In 1952, Flemm invested in the Florida real estate industry, acquiring multiple properties in the Tampa Bay area.

===John J. Flemm Foundation===
In February 1974, Flemm founded the John J. Flemm Foundation, a grant-making non-profit organization based in Parsippany, New Jersey. The foundation has been a significant donor to the Museum of Modern Art and the Schwarzman Animal Medical Center.

==Political career==
After declaring his candidacy for the Highlands Borough Council, Flemm won the Democratic primary election in April 1949. In November 1949, Flemm was elected to the borough council for a one-year unexpired term, in a gain for Democrats, becoming the only Democrat elected to the council that year. He was sworn into office on January 1, 1950, succeeding Republican Richard Parker. He was appointed to serve on the Police Committee (as chair), the Water and Sewer Committee and the Finance and Public Buildings Committee.

During his tenure, Flemm proposed the construction of a low-rent housing project near Huddy Park, built by borough employees. He also drafted and led the effort to pass new zoning laws, increasing regulation on the size of new homes built and dividing the borough into four districts: two residential, one business, and one business/industrial.

In 1950, Flemm was considered as a potential candidate for sheriff or freeholder of Monmouth County, but was persuaded to run for re-election by the local Democratic Party.

After winning the primary, Flemm was defeated for re-election in November 1950 by Republican Matthew F. Horan.

In March 1950, Flemm was appointed to the Highlands Public Housing Authority for a four-year term. In December 1951, he resigned from the board citing "business requirements".

In April 1950, Flemm was elected chair of the Monmouth County Democratic Party Committee, defeating incumbent chair James N. Kinlan. In accepting the position, Flemm named Michael S. Mendes as co-leader, due to "business obligations". He was the leader of the local political machine that controlled Middletown Township and Monmouth County until the late 1950s.
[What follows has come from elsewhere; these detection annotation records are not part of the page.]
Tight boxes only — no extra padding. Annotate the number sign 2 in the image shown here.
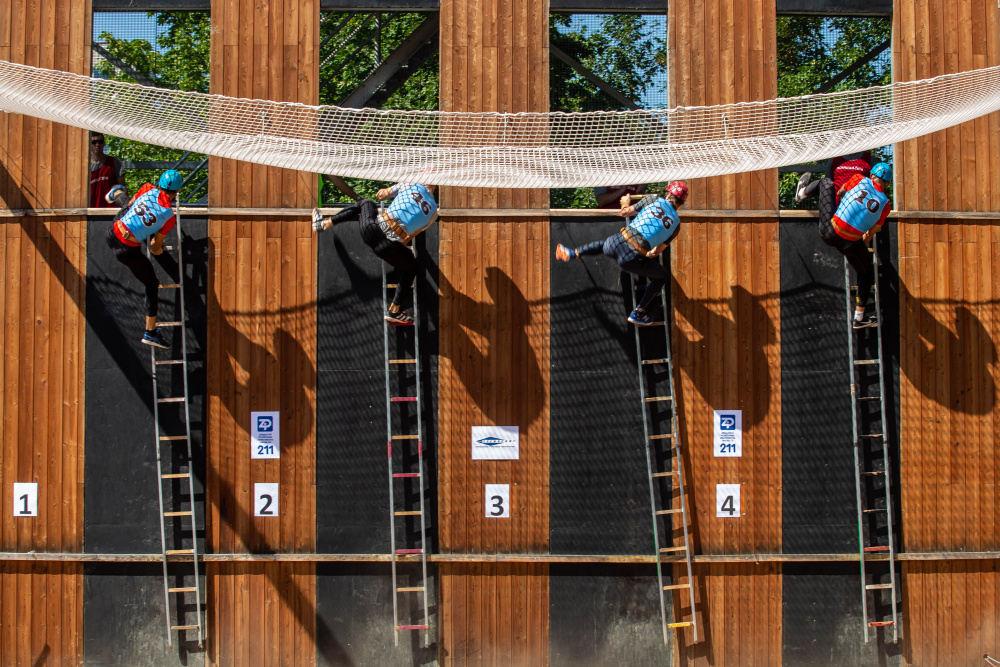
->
[14,482,38,516]
[715,484,741,519]
[486,484,510,519]
[253,482,278,516]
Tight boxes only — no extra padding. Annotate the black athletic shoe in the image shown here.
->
[142,327,170,350]
[854,314,878,329]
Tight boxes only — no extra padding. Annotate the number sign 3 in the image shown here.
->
[14,482,38,516]
[253,482,278,516]
[486,484,510,519]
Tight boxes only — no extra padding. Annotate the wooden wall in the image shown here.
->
[669,0,781,665]
[893,0,1000,665]
[0,0,89,665]
[206,0,319,665]
[438,0,551,665]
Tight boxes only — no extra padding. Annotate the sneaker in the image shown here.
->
[313,208,323,234]
[142,327,170,350]
[854,314,878,329]
[795,171,812,201]
[628,308,654,327]
[384,310,413,325]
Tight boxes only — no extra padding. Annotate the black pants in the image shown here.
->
[819,215,875,308]
[104,223,160,317]
[577,232,670,310]
[348,199,417,309]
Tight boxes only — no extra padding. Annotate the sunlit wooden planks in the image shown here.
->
[669,0,781,665]
[893,0,1000,665]
[438,0,550,664]
[206,0,319,664]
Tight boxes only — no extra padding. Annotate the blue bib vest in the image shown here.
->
[386,183,437,237]
[629,197,681,250]
[836,178,889,235]
[121,188,174,243]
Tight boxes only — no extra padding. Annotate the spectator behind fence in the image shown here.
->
[90,132,125,208]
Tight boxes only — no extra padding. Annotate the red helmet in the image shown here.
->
[667,181,687,204]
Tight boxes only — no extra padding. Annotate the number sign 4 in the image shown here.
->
[486,484,510,519]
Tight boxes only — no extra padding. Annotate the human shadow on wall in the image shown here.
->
[879,254,997,415]
[432,263,545,429]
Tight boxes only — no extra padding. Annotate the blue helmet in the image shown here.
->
[160,169,184,192]
[871,162,892,183]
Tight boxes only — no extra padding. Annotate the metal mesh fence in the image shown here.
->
[90,12,210,205]
[549,14,669,208]
[777,16,892,209]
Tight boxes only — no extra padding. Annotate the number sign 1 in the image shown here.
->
[486,484,510,519]
[14,482,38,516]
[715,484,740,519]
[253,482,278,516]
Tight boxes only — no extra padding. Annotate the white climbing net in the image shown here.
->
[0,61,1000,188]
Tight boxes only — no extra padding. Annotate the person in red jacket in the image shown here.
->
[90,132,125,208]
[104,169,183,349]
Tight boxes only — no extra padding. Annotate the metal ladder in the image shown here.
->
[844,247,899,644]
[631,268,701,645]
[146,201,207,647]
[381,239,430,647]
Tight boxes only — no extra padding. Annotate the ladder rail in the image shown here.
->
[872,242,899,643]
[379,261,399,647]
[660,286,701,643]
[629,273,670,646]
[411,240,431,648]
[844,256,868,644]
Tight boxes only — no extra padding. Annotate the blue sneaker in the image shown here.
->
[628,308,655,327]
[142,327,170,350]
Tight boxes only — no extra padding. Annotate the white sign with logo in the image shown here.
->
[715,484,740,519]
[14,482,38,516]
[250,411,281,459]
[472,426,521,461]
[486,484,510,519]
[713,410,743,456]
[253,482,278,516]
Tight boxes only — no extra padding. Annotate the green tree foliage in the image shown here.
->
[777,16,892,209]
[95,12,211,200]
[319,12,438,202]
[549,14,667,208]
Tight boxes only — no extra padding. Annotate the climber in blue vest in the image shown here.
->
[556,181,688,327]
[313,183,437,325]
[104,169,183,349]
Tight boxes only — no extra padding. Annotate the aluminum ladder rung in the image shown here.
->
[147,207,206,647]
[844,246,899,644]
[631,272,702,647]
[381,246,430,647]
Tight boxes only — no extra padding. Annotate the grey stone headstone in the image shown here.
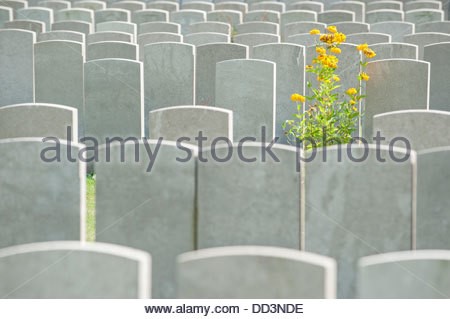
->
[215,59,276,141]
[373,110,450,151]
[131,9,169,25]
[187,21,231,35]
[197,144,301,249]
[366,9,405,24]
[327,1,366,22]
[235,21,280,34]
[362,59,430,138]
[181,1,214,12]
[0,103,78,142]
[405,9,444,24]
[39,0,71,12]
[183,32,230,46]
[138,22,181,34]
[302,144,416,298]
[423,40,450,111]
[249,1,284,13]
[0,137,86,250]
[416,21,450,34]
[0,30,36,107]
[86,41,138,61]
[86,31,133,45]
[16,7,53,31]
[147,1,180,12]
[178,246,336,299]
[110,1,145,12]
[54,8,94,23]
[334,22,370,35]
[345,32,391,45]
[96,140,195,298]
[4,20,45,33]
[195,43,248,106]
[143,42,195,132]
[403,32,450,60]
[72,0,106,11]
[317,10,356,24]
[282,21,327,38]
[149,106,233,147]
[170,10,206,34]
[416,148,450,250]
[243,10,280,23]
[52,21,94,36]
[359,250,450,299]
[34,41,85,136]
[0,241,151,299]
[95,8,131,24]
[370,42,419,61]
[251,43,305,143]
[370,21,414,42]
[84,59,144,148]
[37,31,85,43]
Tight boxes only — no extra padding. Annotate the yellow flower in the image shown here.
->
[291,93,306,103]
[360,72,370,81]
[363,48,376,59]
[356,43,369,51]
[316,47,327,54]
[327,25,337,33]
[346,88,358,95]
[331,47,341,54]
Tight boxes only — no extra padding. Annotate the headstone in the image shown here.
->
[0,241,151,299]
[243,10,280,23]
[138,22,181,34]
[0,137,86,250]
[86,31,133,45]
[345,32,391,45]
[405,9,444,25]
[359,250,450,299]
[317,10,356,24]
[0,30,36,107]
[4,20,45,33]
[52,21,94,36]
[235,22,280,35]
[362,59,430,138]
[84,59,144,149]
[302,146,416,298]
[0,103,78,142]
[95,8,130,24]
[37,31,84,43]
[143,43,195,132]
[366,9,405,24]
[178,246,336,299]
[403,32,450,60]
[86,41,138,61]
[370,43,419,61]
[184,32,230,46]
[423,42,450,111]
[215,59,276,141]
[195,43,248,106]
[96,140,195,298]
[370,21,414,42]
[149,106,233,147]
[54,8,94,23]
[251,43,305,143]
[17,7,53,31]
[187,21,231,35]
[34,41,85,137]
[197,143,302,249]
[416,148,450,250]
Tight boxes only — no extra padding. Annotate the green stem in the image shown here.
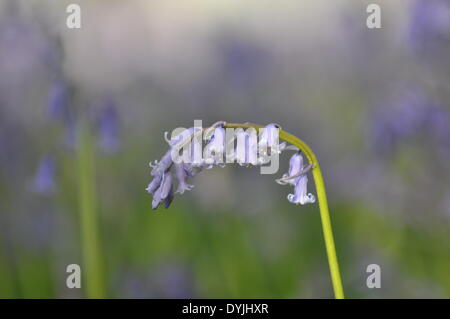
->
[225,123,344,299]
[77,126,104,298]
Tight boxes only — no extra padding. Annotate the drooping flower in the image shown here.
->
[205,127,226,168]
[175,163,194,194]
[150,149,173,177]
[152,172,173,209]
[277,152,303,185]
[145,175,162,195]
[146,122,315,209]
[287,174,316,205]
[258,123,286,164]
[277,152,316,205]
[235,128,258,166]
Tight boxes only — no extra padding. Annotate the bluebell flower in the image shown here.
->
[205,127,226,168]
[147,122,315,209]
[150,149,173,177]
[235,128,259,166]
[175,163,194,194]
[258,123,286,164]
[145,175,162,195]
[277,152,303,185]
[287,174,316,205]
[98,101,120,154]
[33,155,55,195]
[277,152,316,205]
[152,172,173,209]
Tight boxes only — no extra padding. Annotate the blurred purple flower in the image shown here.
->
[47,79,70,122]
[98,101,120,154]
[219,36,269,87]
[410,0,450,53]
[33,155,55,195]
[371,91,450,155]
[371,91,431,153]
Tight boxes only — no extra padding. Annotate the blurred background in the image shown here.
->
[0,0,450,298]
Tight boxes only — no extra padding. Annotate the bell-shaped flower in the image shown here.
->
[235,128,258,166]
[287,174,316,205]
[204,127,226,168]
[152,173,173,209]
[277,152,303,185]
[258,123,286,164]
[145,175,162,195]
[150,149,173,177]
[175,163,194,194]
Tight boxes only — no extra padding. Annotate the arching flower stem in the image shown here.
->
[225,123,344,299]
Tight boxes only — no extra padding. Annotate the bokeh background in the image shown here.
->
[0,0,450,298]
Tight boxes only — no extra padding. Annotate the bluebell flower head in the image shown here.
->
[146,175,162,195]
[287,174,316,205]
[150,149,173,177]
[235,129,259,166]
[152,172,173,209]
[175,163,194,194]
[146,122,315,209]
[205,127,226,168]
[278,152,303,185]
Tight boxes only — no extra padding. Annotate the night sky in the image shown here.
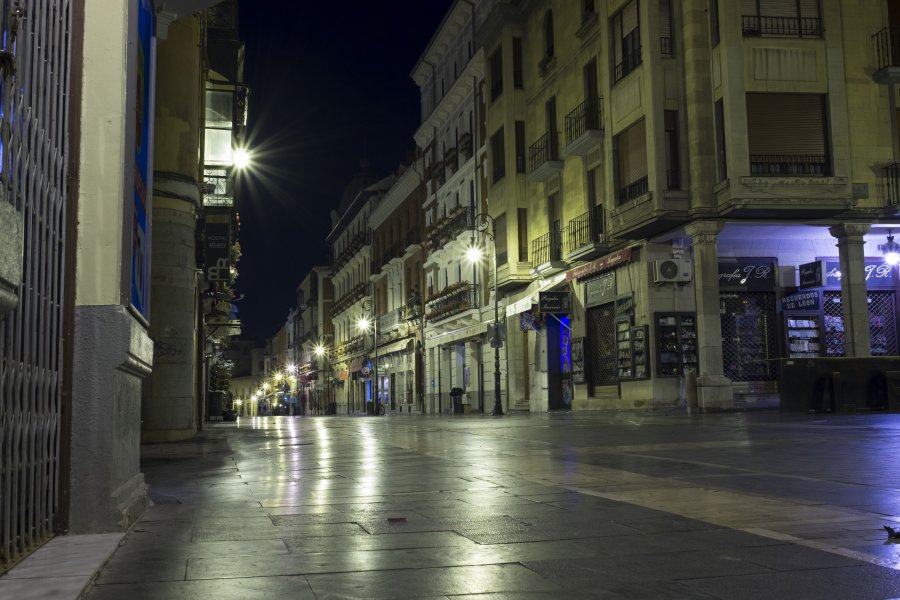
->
[236,0,452,341]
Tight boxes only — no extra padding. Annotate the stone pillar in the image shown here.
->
[828,223,872,357]
[141,17,204,442]
[681,0,721,214]
[685,221,734,410]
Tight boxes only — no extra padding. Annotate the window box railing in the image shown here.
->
[878,163,900,206]
[741,15,822,38]
[566,205,603,252]
[750,154,831,176]
[872,27,900,71]
[619,175,650,204]
[566,98,603,144]
[425,282,479,321]
[613,46,641,81]
[531,231,562,265]
[659,37,675,56]
[528,131,559,171]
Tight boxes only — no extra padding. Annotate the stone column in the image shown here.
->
[685,221,734,410]
[141,17,205,443]
[681,0,719,214]
[828,223,872,356]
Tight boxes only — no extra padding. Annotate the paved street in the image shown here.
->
[17,412,900,600]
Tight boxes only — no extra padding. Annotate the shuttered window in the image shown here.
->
[616,119,647,204]
[747,93,830,175]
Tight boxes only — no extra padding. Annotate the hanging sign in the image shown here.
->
[719,259,777,292]
[538,291,572,314]
[825,258,896,288]
[781,290,821,310]
[797,260,825,289]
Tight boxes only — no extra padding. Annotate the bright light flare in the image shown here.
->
[466,246,484,263]
[231,148,252,170]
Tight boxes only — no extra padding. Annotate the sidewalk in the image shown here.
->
[0,412,900,600]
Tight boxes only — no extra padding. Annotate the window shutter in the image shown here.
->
[759,0,797,18]
[747,94,827,156]
[619,119,647,187]
[622,2,638,37]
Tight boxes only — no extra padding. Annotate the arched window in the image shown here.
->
[544,10,556,58]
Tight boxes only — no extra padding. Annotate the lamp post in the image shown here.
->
[466,213,503,417]
[356,296,380,416]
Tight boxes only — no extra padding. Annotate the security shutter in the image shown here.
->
[747,93,827,156]
[617,119,647,187]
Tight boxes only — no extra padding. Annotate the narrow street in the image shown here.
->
[59,413,900,600]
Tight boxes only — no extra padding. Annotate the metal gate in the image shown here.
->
[824,290,897,356]
[587,303,619,386]
[0,0,71,572]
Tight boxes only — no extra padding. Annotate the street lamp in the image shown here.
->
[356,297,380,416]
[466,213,503,416]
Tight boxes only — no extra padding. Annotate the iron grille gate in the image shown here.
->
[719,292,778,381]
[0,0,71,572]
[823,291,897,356]
[587,303,619,390]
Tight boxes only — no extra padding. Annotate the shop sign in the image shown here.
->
[584,272,616,306]
[825,258,896,288]
[538,291,572,314]
[566,248,632,281]
[781,290,820,310]
[616,295,634,317]
[798,260,825,289]
[719,260,776,292]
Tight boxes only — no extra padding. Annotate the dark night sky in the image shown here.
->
[237,0,452,340]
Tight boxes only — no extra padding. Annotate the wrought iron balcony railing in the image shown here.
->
[872,27,900,71]
[750,154,831,177]
[566,205,604,252]
[741,15,822,38]
[566,98,603,144]
[531,231,562,265]
[878,163,900,207]
[619,175,650,204]
[528,131,559,171]
[425,282,479,321]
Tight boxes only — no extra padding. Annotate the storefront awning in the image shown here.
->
[378,339,412,356]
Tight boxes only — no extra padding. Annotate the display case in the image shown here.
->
[655,313,698,377]
[785,313,822,358]
[631,325,650,379]
[616,319,634,379]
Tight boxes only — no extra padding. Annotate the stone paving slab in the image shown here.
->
[14,413,900,600]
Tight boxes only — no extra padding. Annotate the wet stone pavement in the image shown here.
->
[84,413,900,600]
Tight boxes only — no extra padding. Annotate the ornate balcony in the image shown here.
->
[425,281,479,322]
[565,98,603,156]
[528,131,563,181]
[565,206,609,261]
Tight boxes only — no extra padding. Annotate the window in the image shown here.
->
[741,0,822,37]
[516,121,526,173]
[663,110,681,190]
[491,127,506,183]
[494,213,509,266]
[611,0,641,81]
[491,47,503,102]
[516,208,528,262]
[715,98,728,181]
[513,38,525,90]
[747,93,831,176]
[659,0,675,56]
[614,119,649,204]
[544,10,556,58]
[709,0,719,48]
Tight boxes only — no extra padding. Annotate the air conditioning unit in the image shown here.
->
[653,258,693,283]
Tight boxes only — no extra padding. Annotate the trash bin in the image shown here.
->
[450,388,463,415]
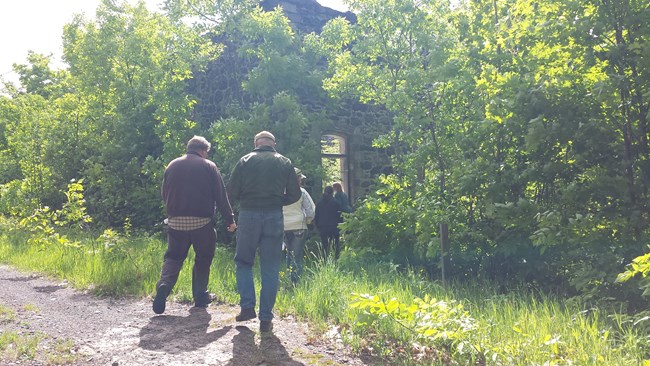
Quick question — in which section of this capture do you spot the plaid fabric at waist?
[167,216,212,231]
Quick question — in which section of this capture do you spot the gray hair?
[187,136,211,152]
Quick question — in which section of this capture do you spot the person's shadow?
[227,325,304,366]
[139,308,232,354]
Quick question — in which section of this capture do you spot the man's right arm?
[284,164,302,206]
[226,163,241,203]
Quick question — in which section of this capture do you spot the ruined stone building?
[191,0,391,202]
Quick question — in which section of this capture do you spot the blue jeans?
[235,207,284,320]
[284,230,307,284]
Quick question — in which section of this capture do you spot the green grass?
[0,220,650,365]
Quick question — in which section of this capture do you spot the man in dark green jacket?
[227,131,302,332]
[153,136,237,314]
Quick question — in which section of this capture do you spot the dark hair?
[323,186,334,199]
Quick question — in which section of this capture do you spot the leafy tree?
[59,1,216,226]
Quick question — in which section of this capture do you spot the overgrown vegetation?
[0,0,650,364]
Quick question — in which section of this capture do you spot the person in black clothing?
[314,186,341,259]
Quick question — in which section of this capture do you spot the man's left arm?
[284,165,302,206]
[215,169,235,226]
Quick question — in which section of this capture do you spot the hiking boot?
[260,320,273,333]
[235,308,257,322]
[194,294,217,308]
[153,284,171,314]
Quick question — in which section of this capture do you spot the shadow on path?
[227,325,304,366]
[139,308,232,354]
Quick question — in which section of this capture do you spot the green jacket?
[227,146,302,210]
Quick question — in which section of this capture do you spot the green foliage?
[616,253,650,296]
[350,294,476,346]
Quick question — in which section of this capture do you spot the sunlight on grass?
[0,223,649,365]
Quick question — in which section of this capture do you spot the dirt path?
[0,265,366,366]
==Personal life and death==
Flemm was married to Paulyne Colbert. They had two children: a daughter, Ruth, and a son, John Jr., who married Marion Gretsch, granddaughter of Friedrich Gretsch. Flemm and Paulyne divorced and he went on to marry Edith Dooley. Edith served as president of the local Ladies Democratic Social Club. Flemm was commonly known as "Jack" and later "John Sr." after the birth of his namesake. John Jr. served in the U.S. Navy during World War II and was wounded fighting in the Pacific theatre.

On March 13, 1974, Flemm died in Atlantic Highlands, New Jersey, at the age of 77. He was buried at St. Michael's Cemetery in East Elmhurst, Queens.